As one secessionist flag in the southeast of the United States of America prepares to fall never to rise again, another, in the south-east of Nigeria remains strongly in the minds of its people.

Tomorrow, the US state of South Carolina will stop flying the confederate flag with which it and other Southern states fought to secede from the United States of America 150 years ago. It was until now the only state, which still had the confederate flag in its capitol grounds. There have been mounting calls from within and outside the state for the flag to be taken down, as it represents the white supremacy and the subjugation of blacks which the southern states had fought to retain in the American civil war. In 2000, the state legislature agreed to remove the flag from the state house and move it to a memorial for fallen confederate soldiers that overlooks its former position. Now, following the uproar caused by the mass murder of 9 black persons in a historical black baptist church by a white supremacist and confederate flag promoter, the state’s legislature has finally agreed to remove the secessionist symbol permanently.

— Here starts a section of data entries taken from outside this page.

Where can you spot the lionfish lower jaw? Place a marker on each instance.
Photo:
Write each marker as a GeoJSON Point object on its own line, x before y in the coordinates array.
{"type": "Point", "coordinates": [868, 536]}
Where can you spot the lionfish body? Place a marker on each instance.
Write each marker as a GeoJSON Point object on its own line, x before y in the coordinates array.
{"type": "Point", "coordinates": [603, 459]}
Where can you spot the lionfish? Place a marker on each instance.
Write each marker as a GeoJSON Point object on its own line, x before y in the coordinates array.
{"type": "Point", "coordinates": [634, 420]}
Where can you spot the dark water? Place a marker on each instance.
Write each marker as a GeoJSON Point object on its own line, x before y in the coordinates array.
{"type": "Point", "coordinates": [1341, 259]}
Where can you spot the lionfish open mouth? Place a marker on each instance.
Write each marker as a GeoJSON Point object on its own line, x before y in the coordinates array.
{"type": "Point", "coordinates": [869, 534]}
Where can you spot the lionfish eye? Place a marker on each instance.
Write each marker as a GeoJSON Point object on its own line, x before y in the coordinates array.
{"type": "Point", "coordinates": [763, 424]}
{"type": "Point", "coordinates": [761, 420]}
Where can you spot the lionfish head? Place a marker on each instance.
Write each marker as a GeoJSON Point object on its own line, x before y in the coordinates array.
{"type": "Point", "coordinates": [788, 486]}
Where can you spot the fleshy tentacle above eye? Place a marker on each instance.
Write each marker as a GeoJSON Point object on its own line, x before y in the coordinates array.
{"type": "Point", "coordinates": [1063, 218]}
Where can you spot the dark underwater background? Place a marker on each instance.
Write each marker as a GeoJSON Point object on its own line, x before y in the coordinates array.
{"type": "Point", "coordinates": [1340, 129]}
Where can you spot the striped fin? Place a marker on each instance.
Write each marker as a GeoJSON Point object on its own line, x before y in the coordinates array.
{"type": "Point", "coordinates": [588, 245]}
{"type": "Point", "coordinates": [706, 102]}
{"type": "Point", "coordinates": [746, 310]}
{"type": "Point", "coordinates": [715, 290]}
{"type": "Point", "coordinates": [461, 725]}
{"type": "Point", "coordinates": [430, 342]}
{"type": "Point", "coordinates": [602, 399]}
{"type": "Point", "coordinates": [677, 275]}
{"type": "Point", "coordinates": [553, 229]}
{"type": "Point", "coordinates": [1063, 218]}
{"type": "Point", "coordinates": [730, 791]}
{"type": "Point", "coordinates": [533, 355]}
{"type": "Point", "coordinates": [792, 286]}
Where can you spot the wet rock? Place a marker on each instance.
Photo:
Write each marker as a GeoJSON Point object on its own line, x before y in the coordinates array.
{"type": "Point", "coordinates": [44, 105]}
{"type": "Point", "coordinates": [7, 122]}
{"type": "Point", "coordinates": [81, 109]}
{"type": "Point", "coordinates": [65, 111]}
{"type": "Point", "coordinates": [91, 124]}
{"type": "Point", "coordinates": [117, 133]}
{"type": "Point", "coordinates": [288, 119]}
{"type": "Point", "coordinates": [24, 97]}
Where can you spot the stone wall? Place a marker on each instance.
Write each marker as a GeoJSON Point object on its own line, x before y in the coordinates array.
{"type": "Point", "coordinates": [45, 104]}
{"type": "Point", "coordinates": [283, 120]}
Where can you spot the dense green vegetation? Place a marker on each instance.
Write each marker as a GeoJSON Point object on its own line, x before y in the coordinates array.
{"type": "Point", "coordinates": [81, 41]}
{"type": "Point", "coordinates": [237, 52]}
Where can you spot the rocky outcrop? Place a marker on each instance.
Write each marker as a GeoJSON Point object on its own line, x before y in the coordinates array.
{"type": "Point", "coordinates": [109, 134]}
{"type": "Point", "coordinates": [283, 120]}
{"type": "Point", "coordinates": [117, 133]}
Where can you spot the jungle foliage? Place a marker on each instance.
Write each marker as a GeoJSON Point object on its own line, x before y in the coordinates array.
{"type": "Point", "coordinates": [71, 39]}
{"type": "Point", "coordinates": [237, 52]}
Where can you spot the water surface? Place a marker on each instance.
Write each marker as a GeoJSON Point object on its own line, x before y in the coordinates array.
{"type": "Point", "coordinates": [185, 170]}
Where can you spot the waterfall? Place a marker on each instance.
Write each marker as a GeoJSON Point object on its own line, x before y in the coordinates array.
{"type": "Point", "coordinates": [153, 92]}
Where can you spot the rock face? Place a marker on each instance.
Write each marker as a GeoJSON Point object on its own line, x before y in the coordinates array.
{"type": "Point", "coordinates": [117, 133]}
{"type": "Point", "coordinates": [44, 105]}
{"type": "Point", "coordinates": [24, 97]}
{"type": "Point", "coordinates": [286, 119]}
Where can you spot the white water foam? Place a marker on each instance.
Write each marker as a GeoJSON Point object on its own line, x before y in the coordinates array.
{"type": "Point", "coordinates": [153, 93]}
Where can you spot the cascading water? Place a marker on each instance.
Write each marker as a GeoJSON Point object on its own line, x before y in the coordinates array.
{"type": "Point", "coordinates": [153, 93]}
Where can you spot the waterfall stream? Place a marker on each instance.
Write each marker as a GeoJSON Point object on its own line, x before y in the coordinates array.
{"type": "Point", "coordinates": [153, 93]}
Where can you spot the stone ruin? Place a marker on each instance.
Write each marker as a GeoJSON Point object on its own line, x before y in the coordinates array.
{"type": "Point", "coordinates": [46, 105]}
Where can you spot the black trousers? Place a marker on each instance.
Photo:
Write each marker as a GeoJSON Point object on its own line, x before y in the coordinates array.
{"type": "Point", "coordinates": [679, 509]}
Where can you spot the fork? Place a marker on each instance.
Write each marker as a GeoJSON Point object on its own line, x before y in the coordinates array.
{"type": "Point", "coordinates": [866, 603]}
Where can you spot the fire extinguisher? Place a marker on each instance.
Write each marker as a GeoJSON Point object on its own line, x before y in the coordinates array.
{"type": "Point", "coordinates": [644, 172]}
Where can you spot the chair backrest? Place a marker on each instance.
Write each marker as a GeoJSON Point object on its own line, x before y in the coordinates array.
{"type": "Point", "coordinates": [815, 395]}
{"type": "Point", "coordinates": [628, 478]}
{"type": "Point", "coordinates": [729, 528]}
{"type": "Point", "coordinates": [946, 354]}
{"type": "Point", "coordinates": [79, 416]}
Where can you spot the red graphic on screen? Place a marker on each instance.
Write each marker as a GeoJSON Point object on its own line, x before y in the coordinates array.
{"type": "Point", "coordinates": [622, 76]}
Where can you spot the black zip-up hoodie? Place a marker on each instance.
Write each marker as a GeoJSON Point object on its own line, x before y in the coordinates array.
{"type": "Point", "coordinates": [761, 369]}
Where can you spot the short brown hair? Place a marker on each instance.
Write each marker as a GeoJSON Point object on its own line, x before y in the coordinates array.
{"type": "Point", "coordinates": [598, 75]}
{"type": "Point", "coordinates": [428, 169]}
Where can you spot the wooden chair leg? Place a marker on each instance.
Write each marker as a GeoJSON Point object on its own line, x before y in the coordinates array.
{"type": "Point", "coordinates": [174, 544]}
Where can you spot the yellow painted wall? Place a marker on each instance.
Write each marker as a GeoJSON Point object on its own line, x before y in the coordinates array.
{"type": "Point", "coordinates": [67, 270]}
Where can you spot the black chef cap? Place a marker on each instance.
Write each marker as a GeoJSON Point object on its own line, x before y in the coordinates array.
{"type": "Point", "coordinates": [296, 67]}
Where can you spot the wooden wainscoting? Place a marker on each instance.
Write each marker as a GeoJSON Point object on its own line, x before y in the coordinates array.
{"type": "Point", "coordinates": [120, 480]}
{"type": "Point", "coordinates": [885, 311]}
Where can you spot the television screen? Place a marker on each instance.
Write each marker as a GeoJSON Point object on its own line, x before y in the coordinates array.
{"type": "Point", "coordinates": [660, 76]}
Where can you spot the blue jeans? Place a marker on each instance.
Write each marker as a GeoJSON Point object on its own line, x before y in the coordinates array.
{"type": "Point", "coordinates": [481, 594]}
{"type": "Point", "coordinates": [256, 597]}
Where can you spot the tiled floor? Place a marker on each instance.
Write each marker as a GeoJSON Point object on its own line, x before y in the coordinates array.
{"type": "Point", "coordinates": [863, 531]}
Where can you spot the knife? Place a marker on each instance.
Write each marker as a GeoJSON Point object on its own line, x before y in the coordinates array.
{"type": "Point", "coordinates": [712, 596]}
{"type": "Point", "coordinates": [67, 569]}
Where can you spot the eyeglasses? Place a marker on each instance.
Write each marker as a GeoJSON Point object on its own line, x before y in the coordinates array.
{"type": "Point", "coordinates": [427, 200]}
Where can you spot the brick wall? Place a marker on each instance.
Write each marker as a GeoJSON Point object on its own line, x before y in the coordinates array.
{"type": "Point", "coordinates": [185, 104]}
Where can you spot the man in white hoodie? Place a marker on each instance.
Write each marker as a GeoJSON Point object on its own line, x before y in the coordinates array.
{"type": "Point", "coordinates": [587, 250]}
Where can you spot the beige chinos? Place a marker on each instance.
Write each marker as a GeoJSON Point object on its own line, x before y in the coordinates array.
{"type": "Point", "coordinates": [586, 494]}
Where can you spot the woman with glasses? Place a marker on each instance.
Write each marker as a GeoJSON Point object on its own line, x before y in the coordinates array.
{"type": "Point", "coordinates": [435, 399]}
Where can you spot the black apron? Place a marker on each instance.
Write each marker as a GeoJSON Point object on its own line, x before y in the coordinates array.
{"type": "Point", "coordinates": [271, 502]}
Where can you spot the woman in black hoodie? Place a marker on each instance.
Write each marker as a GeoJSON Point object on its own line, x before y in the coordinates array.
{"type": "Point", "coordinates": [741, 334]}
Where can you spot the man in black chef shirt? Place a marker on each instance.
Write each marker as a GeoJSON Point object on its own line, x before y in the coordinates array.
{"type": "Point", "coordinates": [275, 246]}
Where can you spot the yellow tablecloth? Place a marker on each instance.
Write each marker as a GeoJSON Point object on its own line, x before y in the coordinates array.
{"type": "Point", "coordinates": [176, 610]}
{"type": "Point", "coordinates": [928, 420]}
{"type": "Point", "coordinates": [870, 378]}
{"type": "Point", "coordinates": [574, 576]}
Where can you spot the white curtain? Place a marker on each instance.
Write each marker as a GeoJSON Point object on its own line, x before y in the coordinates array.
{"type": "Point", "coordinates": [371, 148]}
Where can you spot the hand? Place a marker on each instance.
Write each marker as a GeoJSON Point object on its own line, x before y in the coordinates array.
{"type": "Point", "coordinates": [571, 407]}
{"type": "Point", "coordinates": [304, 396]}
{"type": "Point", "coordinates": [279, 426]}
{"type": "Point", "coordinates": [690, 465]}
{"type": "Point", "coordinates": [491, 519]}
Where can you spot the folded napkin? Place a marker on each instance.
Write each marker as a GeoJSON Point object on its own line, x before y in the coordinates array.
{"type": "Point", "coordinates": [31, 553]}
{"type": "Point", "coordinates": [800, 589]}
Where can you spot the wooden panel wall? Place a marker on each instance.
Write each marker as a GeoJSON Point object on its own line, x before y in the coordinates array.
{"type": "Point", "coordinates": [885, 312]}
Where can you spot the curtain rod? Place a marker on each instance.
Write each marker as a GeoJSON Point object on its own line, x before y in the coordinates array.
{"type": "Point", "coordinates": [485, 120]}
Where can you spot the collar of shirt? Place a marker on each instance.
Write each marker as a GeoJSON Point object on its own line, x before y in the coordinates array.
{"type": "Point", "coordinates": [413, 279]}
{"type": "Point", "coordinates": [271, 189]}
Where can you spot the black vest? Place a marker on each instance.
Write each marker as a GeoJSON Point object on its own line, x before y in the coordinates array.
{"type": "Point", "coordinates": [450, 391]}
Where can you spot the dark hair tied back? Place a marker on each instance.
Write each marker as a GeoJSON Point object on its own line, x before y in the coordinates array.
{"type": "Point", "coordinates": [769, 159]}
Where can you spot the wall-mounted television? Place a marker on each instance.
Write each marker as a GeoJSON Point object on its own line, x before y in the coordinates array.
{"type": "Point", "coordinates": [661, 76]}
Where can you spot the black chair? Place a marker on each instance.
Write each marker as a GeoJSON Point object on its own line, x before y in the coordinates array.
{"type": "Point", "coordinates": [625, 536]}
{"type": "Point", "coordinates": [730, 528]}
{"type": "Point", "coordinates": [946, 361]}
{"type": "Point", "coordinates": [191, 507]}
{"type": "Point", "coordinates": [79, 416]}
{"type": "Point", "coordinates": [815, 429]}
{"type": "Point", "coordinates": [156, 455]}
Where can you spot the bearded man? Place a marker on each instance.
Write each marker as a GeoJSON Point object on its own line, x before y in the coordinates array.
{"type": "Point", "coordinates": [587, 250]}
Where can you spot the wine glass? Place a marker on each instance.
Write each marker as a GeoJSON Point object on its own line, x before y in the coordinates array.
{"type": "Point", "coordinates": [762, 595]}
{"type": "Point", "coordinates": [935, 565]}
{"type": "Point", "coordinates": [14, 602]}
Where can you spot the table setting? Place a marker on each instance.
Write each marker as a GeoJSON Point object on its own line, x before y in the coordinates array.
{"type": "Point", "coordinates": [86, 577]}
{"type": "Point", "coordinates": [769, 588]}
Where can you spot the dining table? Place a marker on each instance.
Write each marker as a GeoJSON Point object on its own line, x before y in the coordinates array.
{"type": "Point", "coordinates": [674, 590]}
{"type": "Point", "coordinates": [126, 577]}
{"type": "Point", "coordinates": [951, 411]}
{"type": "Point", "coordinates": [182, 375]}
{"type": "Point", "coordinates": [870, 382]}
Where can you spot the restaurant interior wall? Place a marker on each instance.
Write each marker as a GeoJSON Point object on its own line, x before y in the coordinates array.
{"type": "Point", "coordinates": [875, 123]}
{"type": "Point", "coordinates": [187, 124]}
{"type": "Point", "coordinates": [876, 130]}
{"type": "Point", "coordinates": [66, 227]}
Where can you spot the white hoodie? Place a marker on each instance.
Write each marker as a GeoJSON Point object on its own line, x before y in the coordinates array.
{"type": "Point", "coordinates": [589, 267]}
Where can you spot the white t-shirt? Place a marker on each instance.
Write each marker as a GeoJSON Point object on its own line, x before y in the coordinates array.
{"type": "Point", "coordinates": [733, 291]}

None of Nigeria’s current states within the old Eastern region, which fought to break away as Biafra, flies the secessionist flag. Since the end of the civil war in 1969, no state in the region– all of which were created after Nigeria’s triumph– has ever officially revered the Biafran flag. However, the attachment to the defunct country remains strong among the Igbos who inhabit present-day Southeast Nigeria and were the key drivers of the failed secession. Although there has been little momentum for another secessionist bid, exampled in the low public support for the Movement for the Actualization of the Sovereign State of Biafra, many Igbos still hold strong feelings of collective discrimination in the Nigerian state, one of the major reasons for the push for the split. “Nigerians will probably achieve consensus on no other matter than their common resentment of the Igbo,” writes the late Chinua Achebe in his famous elegy to Biafra– There Was A Country.

Nigeria’s ethno-political and socio-economic challenges further increases the wish for Biafra, or more particularly, what it stood for. With the country struggling socially; to unite beyond ethnic and religious lines, politically; to improve governance, and financially; to shake off its over-reliance on now-shrunk oil revenue, there is now a growing call for a greater political and economic autonomy of the states. For many in the deep south, this is a reminder of what the old-Eastern region had pushed for–a con-federal system of government, the rejection of which led to the secession and eventually the Civil War. “The East would not have seceded had Nigeria and Britain not reneged on the Aburi Accord, by which all parties agreed that given the bloodletting that had taken place (in 1966), a con-federal constitution on the Canadian model would be best for Nigeria,” G.N. Uzoigwe writes in his review of Michael Gould’s The Biafran War: The Struggle for Modern Nigeria.” His view remains popular among the Igbos, as does Achebe’s words that; “the post Nigeria-Biafra civil war era saw a ‘unified’ Nigeria plagued by a homegrown enemy: the political ineptitude, mediocrity, indiscipline, ethnic bigotry, and corruption of the ruling class… A new era of great decadence and decline was born. It continues to this day.”

Therein is the difference between the American south’s secessionist flag and that of Nigeria’s east. While both regions fought to separate, their motives couldn’t be any more different. At the centre of the former’s decision to split was the desire to retain slavery, the latter, in contrast, fought for emancipation. Slavery and white supremacy, espoused by the Confederate States of America, is now condemned for the evil that it is even by majority of the descendants of those who fought for it, but the cause of Biafra–of a viable confederacy within Nigeria at first and later of a country free of the ills of Nigeria– is still proudly spoken of with utopic longing among many Igbos. Thus, as the flag that hangs in Charleston gets tossed away, the one in the hearts and minds of most Igbos will hang in there for some time to come. And it will remain a constant reminder to all Nigerians on the lessons that they are yet to learn.